Two Business Students Who Fixed Grades Get Probation

Photograph by JHPhoto/Alamy

One of the more bizarre cases of grade-fixing in recent memory has come to an end with the sentencing of two former business students at Ohio’s Miami University.

Two fraternity brothers had used stolen passwords to hack into the school’s computer system and change dozens of grades. David Callahan, 22, of Cambridge, Mass., changed his own grade and those of two other students in an attempt to cover his tracks. Beckley Parker, 22, of Weston, Conn., changed his own grades in 17 classes dating back more than two years, as well as those of 50 other students.

Callahan and Parker, who were students at Miami’s Farmer School of Business, pleaded guilty to unauthorized use of property, a first-degree misdemeanor. Callahan, who was charged with three counts, was sentenced Aug. 8 in Butler County Court to $750 in fines, one year probation, and forfeiture of an external computer drive and key logger he used to obtain the passwords that gave him access to the computer system. In June, Parker was sentenced on six counts to two years probation, 100 hours of community service, and $1,500 in fines.
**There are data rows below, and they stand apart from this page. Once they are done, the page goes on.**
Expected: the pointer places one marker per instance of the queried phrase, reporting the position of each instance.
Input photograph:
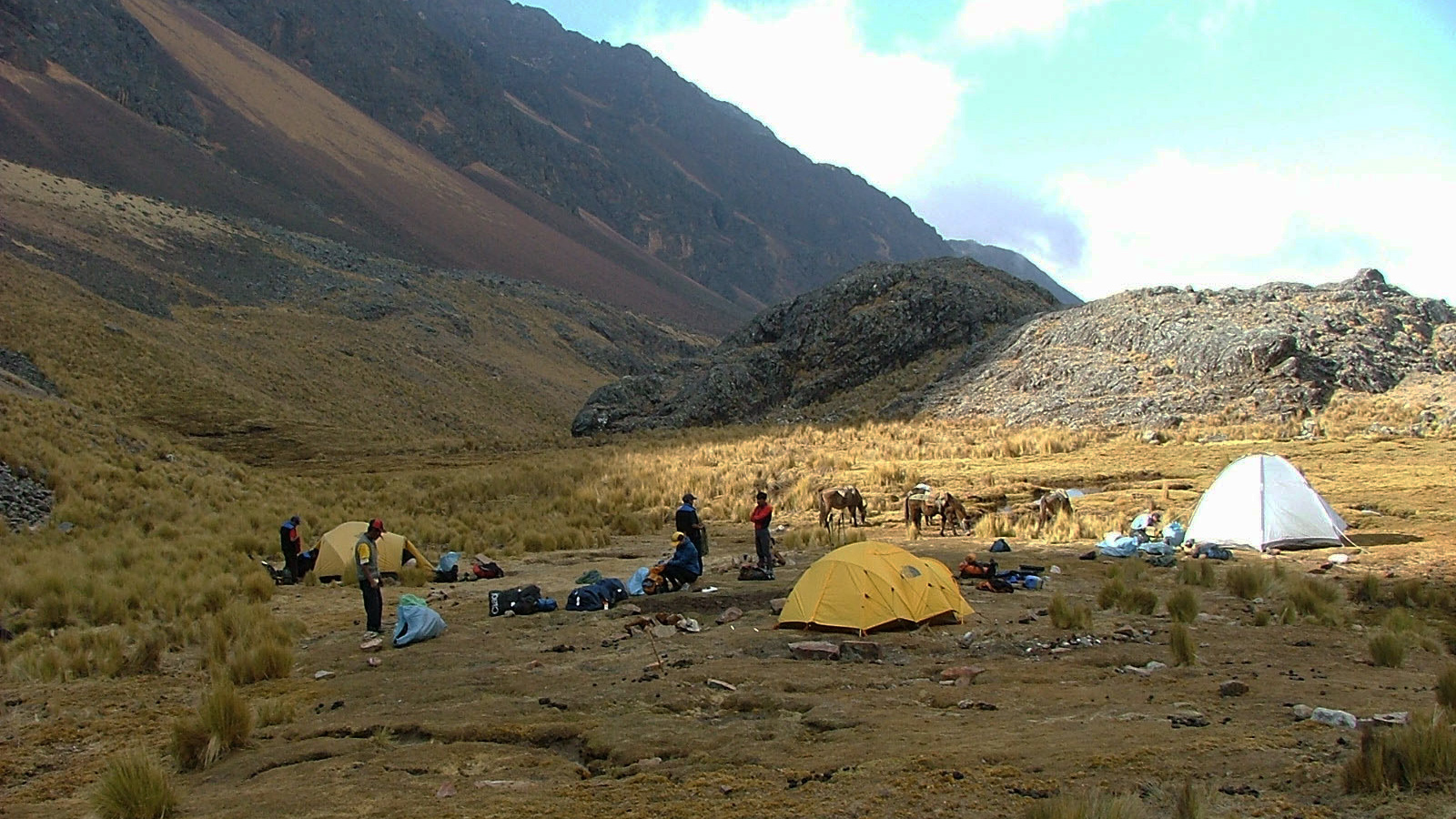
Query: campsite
(623, 713)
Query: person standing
(291, 542)
(762, 516)
(691, 525)
(366, 566)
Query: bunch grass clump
(1183, 646)
(1196, 573)
(135, 785)
(1388, 649)
(1315, 596)
(1092, 804)
(1249, 581)
(1404, 756)
(1069, 617)
(222, 723)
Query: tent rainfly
(871, 584)
(337, 551)
(1261, 501)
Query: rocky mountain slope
(278, 346)
(446, 133)
(1012, 263)
(878, 324)
(1154, 358)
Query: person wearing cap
(684, 567)
(1142, 523)
(691, 525)
(366, 567)
(291, 542)
(762, 515)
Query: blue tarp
(417, 622)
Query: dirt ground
(548, 716)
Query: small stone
(961, 675)
(1234, 688)
(814, 651)
(859, 651)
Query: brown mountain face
(281, 147)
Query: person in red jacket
(762, 541)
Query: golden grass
(1183, 646)
(135, 785)
(222, 723)
(1404, 756)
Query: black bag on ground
(601, 595)
(521, 599)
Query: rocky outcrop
(804, 351)
(1152, 358)
(24, 501)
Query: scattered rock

He was also ordered to forfeit his computer and iPad.

Callahan’s lawyer, Damon Halverson, said his client had no prior criminal record and was “devastated” by the incident. “He made the mistake of his life,” Halverson said. “He was completely remorseful, completely cooperated. The consequences he suffered were devastating to him and his family.” Parker’s attorney Dennis Deters didn’t respond to a request for comment.

Both students were expelled from the university on March 8, according to spokesperson Claire Wagner. All the grades they changed—including those of 28 members of their fraternity, Phi Delta Theta—have been been corrected.

According to the Miami Student, the hacking came to light last October when a faculty member alerted campus police to a discrepancy in the grades she entered into the university computer system. The police later determined that Callahan and Parker accessed the system using faculty IDs and passwords they obtained using a key logger. The device was installed on classroom computers to record the IDs and passwords of professors using the computer to access the system.

Since the grade-fixing was discovered, the university has implemented a number of new security measures, including e-mail notification to faculty after a grade change has been made and thermal scanning of keyboards on classroom computers to detect the presence of key loggers. The incident was the first of its kind at Miami and left campus leaders stunned and a little fed up. “Miami’s core values are based on the highest standards of integrity … so we take this matter very seriously,” said President David Hodge in a statement. “We are extremely disappointed in these students.”